There are warnings in the airwaves about a collapse of the Stock Market on March 15—or any time in the future.
What to do then?
There is a flip side to the set of considerations that I advanced a short time ago around the fact that there is almost no real wealth at all behind the three trillion of zeros accumulated in the Stock Market since the last election.
The flip side, the positive side, is this: No real wealth will be destroyed, if the Stock Market crashes. And the issue is not if, but when the Stock Market crashes.
When the stock market crashes is a question of great interest to individual players. Those who cash in in time will go home with a bundle.
Individual investors, who are determined to remain in the market until it might be too late, have some serious calculations to make: They have to determine what is the most they can lose without being utterly ruined.

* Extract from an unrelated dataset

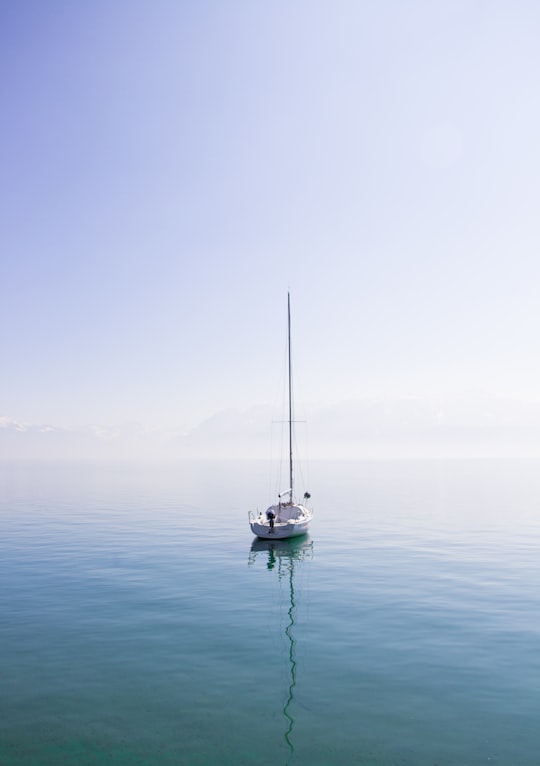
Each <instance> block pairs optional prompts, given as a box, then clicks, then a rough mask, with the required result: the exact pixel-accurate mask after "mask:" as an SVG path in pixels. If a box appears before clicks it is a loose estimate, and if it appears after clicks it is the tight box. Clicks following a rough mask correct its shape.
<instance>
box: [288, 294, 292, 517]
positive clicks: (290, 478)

Individual people can also find some sense of security if they—in time—make a run for gold. Since the price of gold has its own outstretched gyrations, what type of security is this? And there are many more objections to this false solution. First, what security is obtained if all other people around us are ruined. Then, what type of security is there when coming out of the bunkers one finds the entire structure of production and organization of society destroyed?
The individual alone can at best save himself. Real security, long term security, can be acquired only through the community as a whole. To adopt Benjamin Franklin’s warning, “We must, indeed, all hang together or, most assuredly, we shall all hang separately.”
There are two actions that the community, the community represented by—and led by—the Federal Reserve System (the Fed), can immediately take before the crash. Quite apart from doing what it is planning to do with interest rates, the first, most urgent deliberation is to shut the lending door down, to shut down all lending destined to purchase any form of financial assets.